Totally 100% gone. Sometimes I go weeks forgetting that pain was ever part of my life.
I’m glad it worked :) It’s not that surprising given that pain is known to be susceptible to the placebo effect. I would link the SSC post, but, alas...
You able to link to it now?
https://slatestarcodex.com/2016/06/26/book-review-unlearn-your-pain/
Me too!
There’s a reasonable chance that my overcoming RSI was causally downstream of that exact comment of yours.
Happy to have (maybe) helped! :-)
This is unlike anything I have heard!
It’s very similar to what John Sarno (author of Healing Back Pain and The Mindbody Prescription) preaches, as well as Howard Schubiner. There’s also a rationalist-adjacent dude who started a company (Axy Health) based on these principles. Fuck if I know how any of it works though, and it doesn’t work for everyone. Congrats though TurnTrout!

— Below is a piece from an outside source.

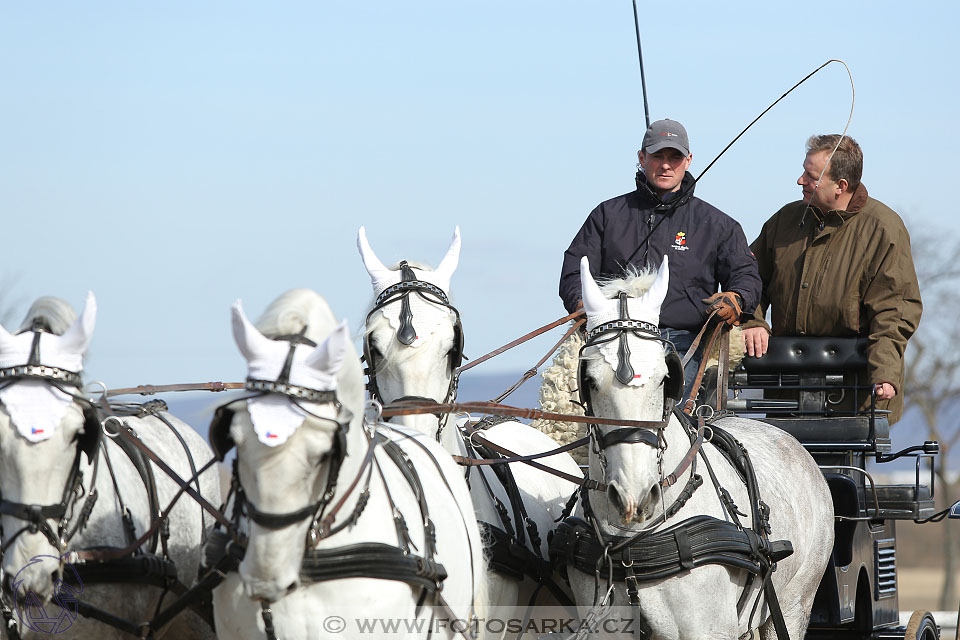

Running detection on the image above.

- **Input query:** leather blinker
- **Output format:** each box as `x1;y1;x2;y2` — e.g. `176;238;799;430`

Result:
210;404;235;462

My Dad it seems might have psychosomatic stomach ache. How to convince him to convince himself that he has no problem?
If you want to try out the hypothesis, I recommend that he (or you, if he’s not receptive to it) read Sarno’s book. I want to reiterate that it does not work in every situation, but you’re welcome to take a look.
Steven Byrnes provides an explanation here, but I think he’s neglecting the potential for belief systems/systems of interpretation to be self-reinforcing.
Predictive processing claims that our expectations influence what we observe, so experiencing pain in a scenario can result in the opposite of a placebo effect where the pain sensitizes us. Some degree of sensitization is evolutionary advantageous—if you’ve hurt a part of your body, then being more sensitive makes you more likely to detect if you’re putting too much strain on it. However, it can also make you experience pain as the result of minor sensations that aren’t actually indicative of anything wrong. In the worst case, this pain ends up being self-reinforcing.
https://www.lesswrong.com/posts/BgBJqPv5ogsX4fLka/the-mind-body-vicious-cycle-model-of-rsi-and-back-pain
Looks like reverse stigmata effect.
Woo faith healing!
(hope this works out longterm, and doesn’t turn out be secretly hurting still)
aren’t we all secretly hurting still?